Los nueve meses como canciller del gobierno de Temer, en todo caso,
le permitieron destartalar toda la política externa diseñada e
implantada durante las dos presidencias de Lula da Silva y mantenida,
mal que bien, por Dilma Rousseff. Si Lula llevó a cabo, mediante su
canciller Celso Amorim, diplomático de fértil y sólida carrera, una
política externa ‘activa y altiva’, José Serra no perdió un solo
instante a la hora de destrozarla.
El balance de sus nueve meses al frente de la cancillería es claro:
paralizó, con el claro respaldo del gobierno de Mauricio Macri, el
Mercosur, y de paso expulsó, literalmente, a Venezuela, un socio
incómodo para Brasil y Argentina. En un primer momento, y lo dejó claro
con palabras y acciones, la idea era abandonar bloques y uniones
regionales y sumarse a Washington, siguiendo lo que hacían Chile, Perú,
México y Colombia. La llegada de Donald Trump y su abandono de la nonata
Alianza del Pacífico lo dejaron sin norte ni rumbo.

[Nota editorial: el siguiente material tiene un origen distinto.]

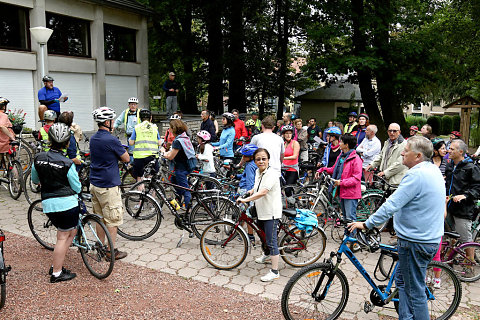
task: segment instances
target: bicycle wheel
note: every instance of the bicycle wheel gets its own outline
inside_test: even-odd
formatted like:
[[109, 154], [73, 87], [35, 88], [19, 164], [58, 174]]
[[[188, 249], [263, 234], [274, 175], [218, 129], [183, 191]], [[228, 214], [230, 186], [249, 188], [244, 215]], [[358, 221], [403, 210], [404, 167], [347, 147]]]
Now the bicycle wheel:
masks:
[[[230, 240], [228, 242], [227, 239]], [[205, 228], [200, 237], [202, 255], [213, 267], [230, 270], [245, 261], [248, 254], [247, 237], [235, 225], [217, 221]]]
[[[4, 275], [2, 274], [2, 277]], [[5, 301], [7, 300], [7, 284], [2, 283], [0, 284], [0, 309], [5, 306]]]
[[[3, 234], [3, 233], [2, 233]], [[7, 299], [7, 271], [3, 256], [3, 242], [0, 242], [0, 309], [5, 306]]]
[[122, 193], [127, 192], [136, 182], [137, 179], [131, 174], [132, 170], [124, 171], [122, 174], [122, 184], [120, 185], [120, 191]]
[[[456, 247], [452, 260], [447, 264], [460, 281], [473, 282], [480, 279], [480, 244], [469, 243]], [[468, 254], [471, 251], [472, 257]]]
[[33, 152], [30, 147], [28, 147], [28, 142], [25, 139], [21, 138], [20, 141], [21, 144], [17, 149], [16, 159], [20, 162], [22, 172], [25, 173], [32, 167]]
[[162, 222], [162, 211], [155, 199], [139, 191], [122, 194], [123, 224], [118, 234], [128, 240], [140, 241], [157, 232]]
[[23, 189], [23, 171], [22, 165], [17, 160], [11, 162], [11, 168], [8, 170], [8, 192], [13, 200], [17, 200], [22, 194]]
[[[347, 305], [349, 287], [342, 270], [337, 269], [327, 295], [323, 300], [316, 301], [312, 293], [320, 283], [317, 295], [326, 290], [327, 272], [333, 266], [329, 263], [314, 263], [297, 271], [288, 281], [282, 293], [282, 312], [287, 320], [297, 319], [337, 319]], [[325, 275], [324, 277], [322, 277]]]
[[322, 256], [327, 243], [327, 236], [322, 229], [314, 228], [311, 232], [306, 232], [294, 227], [289, 232], [295, 237], [286, 233], [280, 240], [280, 256], [283, 261], [293, 267], [304, 267]]
[[367, 220], [382, 205], [384, 199], [379, 193], [366, 193], [357, 204], [357, 220]]
[[90, 164], [85, 164], [80, 168], [78, 172], [78, 178], [82, 183], [82, 192], [90, 192]]
[[46, 249], [53, 251], [57, 242], [57, 228], [43, 213], [41, 199], [32, 202], [28, 208], [27, 221], [33, 237]]
[[24, 175], [23, 186], [25, 187], [23, 189], [25, 199], [27, 199], [27, 202], [29, 204], [32, 204], [34, 201], [40, 199], [40, 197], [41, 197], [40, 184], [35, 184], [35, 183], [32, 182], [32, 171], [31, 170], [29, 170]]
[[[434, 288], [435, 272], [440, 273], [440, 288]], [[457, 310], [462, 299], [462, 285], [458, 277], [445, 263], [432, 261], [427, 267], [425, 279], [430, 318], [449, 319]], [[395, 303], [395, 307], [398, 308], [398, 302]]]
[[205, 228], [212, 222], [228, 218], [235, 221], [240, 211], [235, 202], [225, 197], [205, 197], [193, 207], [189, 222], [193, 233], [200, 239]]
[[[106, 244], [97, 232], [105, 234]], [[107, 227], [99, 217], [87, 215], [82, 219], [82, 228], [77, 231], [80, 254], [88, 271], [98, 279], [105, 279], [112, 273], [115, 263], [113, 241]]]
[[222, 190], [223, 186], [217, 179], [213, 177], [198, 176], [195, 181], [193, 190], [195, 191], [206, 191], [206, 190]]
[[330, 229], [330, 237], [336, 243], [342, 243], [345, 235], [345, 227], [337, 221], [333, 221]]
[[287, 205], [289, 208], [311, 210], [317, 215], [319, 226], [323, 227], [325, 225], [327, 208], [325, 208], [323, 201], [317, 199], [318, 196], [313, 193], [299, 193], [294, 194], [291, 198], [295, 201], [289, 203], [289, 200], [287, 199]]

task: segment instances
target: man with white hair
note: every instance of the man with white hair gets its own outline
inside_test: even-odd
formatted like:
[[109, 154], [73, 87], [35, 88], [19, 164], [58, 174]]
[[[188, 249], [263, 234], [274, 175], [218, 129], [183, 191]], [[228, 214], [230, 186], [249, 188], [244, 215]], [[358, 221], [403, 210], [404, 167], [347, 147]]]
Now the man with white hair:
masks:
[[425, 276], [443, 235], [444, 180], [430, 161], [433, 145], [427, 138], [409, 138], [401, 154], [408, 171], [398, 189], [367, 221], [351, 223], [349, 230], [371, 229], [393, 216], [398, 236], [399, 319], [429, 320]]
[[377, 131], [378, 128], [376, 125], [369, 125], [365, 130], [365, 139], [363, 139], [360, 145], [357, 147], [357, 153], [363, 160], [362, 168], [365, 181], [370, 181], [372, 176], [371, 172], [366, 171], [368, 165], [372, 163], [373, 159], [375, 159], [382, 149], [382, 143], [375, 136]]
[[385, 177], [391, 185], [399, 185], [408, 168], [402, 164], [402, 151], [407, 145], [400, 134], [400, 125], [391, 123], [388, 126], [388, 140], [383, 144], [380, 154], [375, 157], [366, 170], [378, 168], [380, 177]]

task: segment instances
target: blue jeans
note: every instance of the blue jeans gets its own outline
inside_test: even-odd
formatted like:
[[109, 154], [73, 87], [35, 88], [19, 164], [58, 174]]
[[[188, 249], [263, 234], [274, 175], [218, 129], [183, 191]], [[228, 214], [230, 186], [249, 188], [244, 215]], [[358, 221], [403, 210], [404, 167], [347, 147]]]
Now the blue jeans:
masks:
[[[340, 207], [342, 208], [343, 219], [350, 221], [357, 221], [357, 205], [358, 199], [342, 199], [340, 198]], [[346, 229], [345, 229], [345, 232]], [[351, 236], [354, 237], [356, 231], [351, 233]]]
[[[188, 175], [187, 170], [175, 169], [175, 175], [172, 176], [173, 183], [178, 184], [179, 186], [182, 186], [185, 188], [190, 188], [190, 186], [188, 185], [187, 175]], [[175, 188], [175, 191], [177, 191], [180, 197], [183, 196], [183, 202], [185, 203], [185, 207], [188, 207], [188, 204], [192, 199], [192, 195], [190, 194], [190, 191], [180, 189], [180, 188]]]
[[399, 320], [430, 320], [425, 276], [438, 246], [438, 243], [418, 243], [398, 238], [399, 261], [395, 283], [399, 294]]
[[267, 244], [267, 250], [264, 251], [265, 255], [277, 256], [280, 254], [278, 250], [277, 241], [277, 227], [278, 220], [258, 220], [260, 228], [265, 232], [265, 241]]

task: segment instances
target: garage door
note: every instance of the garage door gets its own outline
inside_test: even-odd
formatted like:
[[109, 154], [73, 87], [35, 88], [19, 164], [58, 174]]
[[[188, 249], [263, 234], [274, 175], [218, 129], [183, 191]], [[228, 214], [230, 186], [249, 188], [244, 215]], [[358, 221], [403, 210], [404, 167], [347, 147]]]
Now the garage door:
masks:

En su periodo de canciller Michel Temer lo acompañó en algunos
viajes internacionales. La experiencia le sirvió para confirmar que,
con excepción de Mauricio Macri, ningún otro mandatario dio al
presidente brasileño la legitimidad tan aspirada.
¡Ah!, sí, claro: de paso, quitó casi totalmente la relevancia de
Brasil en el BRICS, el grupo integrado por países que no supo
identificar al asumir la cancillería. Fue necesario que el reportero le
aclarase que se trataba de Brasil, Rusia, India, China y Sudáfrica.
En todo caso, con su renuncia, Serra le hizo a Temer un favor
especial. Involucrado en denuncias de haber sido beneficiado con dinero
de la corrupción, al abandonar el gobierno cambia el foco de las
investigaciones: ya no se trata de otro ministro más acusado de
corrupción, sino de un senador más, entre tantos.
No se sabe quién será el indicado por el presidente para sucederlo.
En la cancillería existe la firme expectativa de que, luego de tantos
desastres creados por la voluntariosa e incontenible torpeza del que
sale, se nombre a un diplomático de carrera.
Tratándose de Michel Temer, sin embargo, lo único seguro es que nada
es seguro: podrá tranquilamente subastar la cartera de relaciones
exteriores a cambio de las interiores de su gobierno con el Congreso, el
de peor nivel político, moral y ético desde la retomada de la tenue
democracia en Brasil.
A propósito del gobierno de Temer, esta semana se conoció el sucesor
del truculento Alexandre de Moraes en el Ministerio de Justicia: el
diputado Omar Serraglio, de expresión casi nula en la Cámara, pero que
trae en su exiguo currículo haber sido un esforzadísimo defensor de
Eduardo Cunha.
El flamante ministro de Justicia –¡de Justicia!– luchó bravamente
hasta el final para que sus pares no expulsasen a Cunha de su escaño.
Hay que reconocer que hizo lo que pudo para impedir que su líder fuese a
parar en donde está: una celda en Curitiba, capital de Paraná, el mismo
estado de donde salió alguna vez el obscuro Serraglio para ocupar un
ministerio en un gobierno nacido de un golpe que contó con su discreta
(por insignificante) colaboración.
De una cosa nadie podrá acusar a Temer: ser imprevisible.
Nada más fácil de p
rever que, entre las peores alternativas, elegirá siempre la más mala.